# Huawei Mate 20 Pro



## aliovalio (Nov 2, 2018)

Hello !
I'm thinking to buy Huawei Mate 20 Pro. Maybe somebody has this phone. Any opinions? 

Thanks !


----------



## E-Bear (Nov 2, 2018)

You can look through this website which is really good in my opinion  https://www.gsmarena.com


----------



## JovHinner123 (Nov 4, 2018)

I don't have it yet but heard a lot of good things about it. A winner feature for me is the 6.39in  OLED panel which is HUUUGE


----------



## IceScreamer (Nov 4, 2018)

I can only say the camera, to my untrained eye, looks amazing, especially night photos. My cousin got it and he's really happy with it.


----------



## 27MaD (Nov 4, 2018)

https://www.gsmarena.com/huawei_mate_20_pro-reviews-9343.php


----------



## JovHinner123 (Nov 19, 2018)

IceScreamer said:


> I can only say the camera, to my untrained eye, looks amazing, especially night photos. My cousin got it and he's really happy with it.



Same. My sister got it and the photos were real good.


----------



## FreedomEclipse (Nov 19, 2018)

I cannot even begin to share my hatred and utter disdain at Huawei for switching from MicroSD cards to proprietary 'Nano Memory' cards. 

I have a Mate 9 with a 256gb memory card installed. I dont want to *BUY* a new memory card that would cost me another £70-90 just so migrate over and carry on without any issues.

For me to carry on using my regular memory card Id need to buy their cut down LITE versions.

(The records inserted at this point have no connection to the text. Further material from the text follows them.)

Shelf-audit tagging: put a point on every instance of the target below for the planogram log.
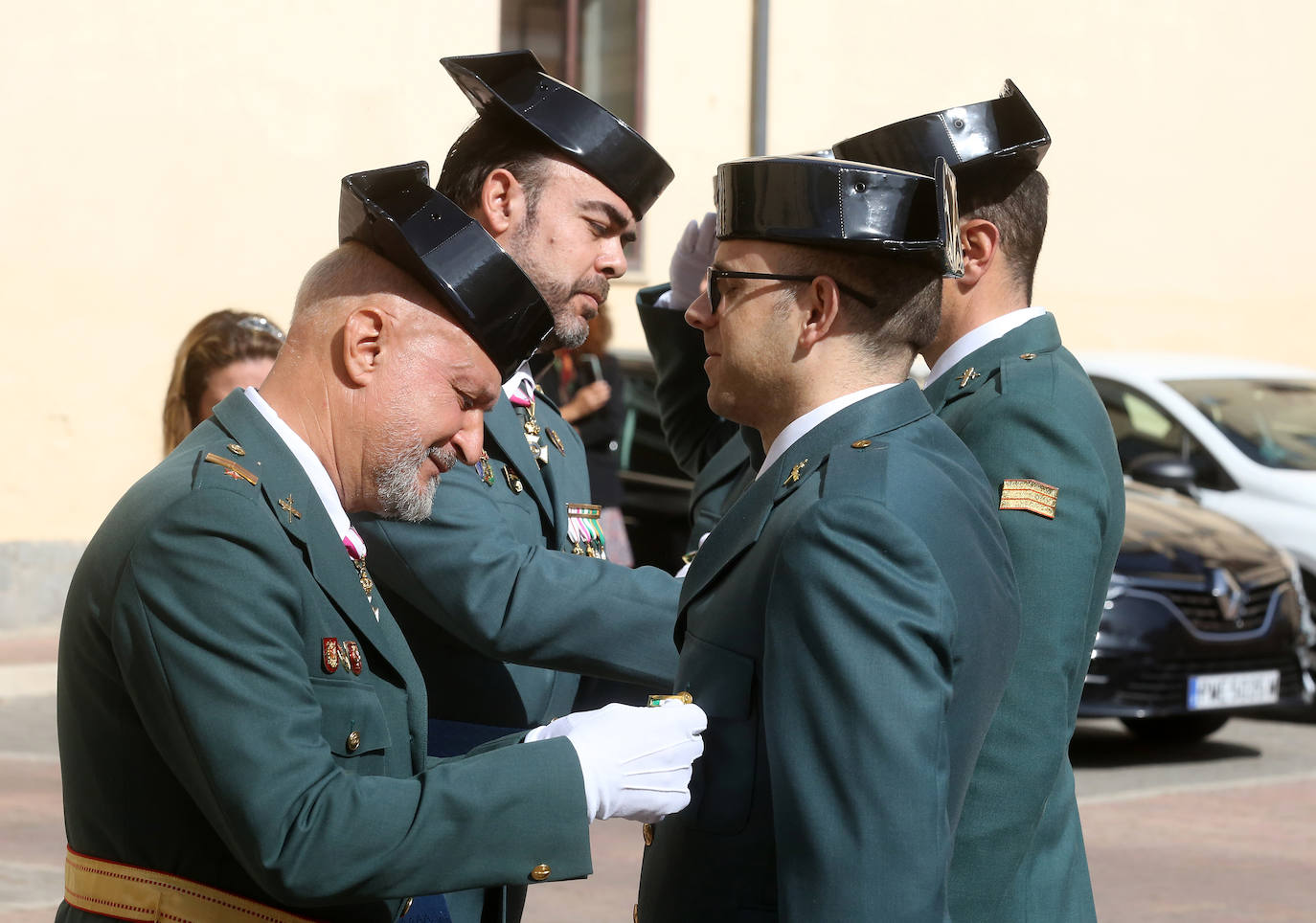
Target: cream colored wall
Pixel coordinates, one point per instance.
(162, 161)
(159, 162)
(1181, 157)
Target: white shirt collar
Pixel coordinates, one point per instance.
(521, 380)
(979, 337)
(309, 462)
(798, 427)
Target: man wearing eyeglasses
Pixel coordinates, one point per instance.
(241, 723)
(849, 623)
(1020, 401)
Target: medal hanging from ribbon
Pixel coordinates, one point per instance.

They should of just forced people to buy a proprietary charger as well while they were at it.... Suddenly buying one of their £800-900 flagship handsets isnt enough and they want more money.


----------



## JovHinner123 (Nov 20, 2018)

FreedomEclipse said:


> I cannot even begin to share my hatred and utter disdain at Huawei for switching from MicroSD cards to proprietary 'Nano Memory' cards.
> 
> I have a Mate 9 with a 256gb memory card installed. I dont want to *BUY* a new memory card that would cost me another £70-90 just so migrate over and carry on without any issues.
> 
> ...



Oh dang, I wasn't aware of the nano memory cards. I'd expect it from Apple, but not from Huawei. That's pretty disappointing.


----------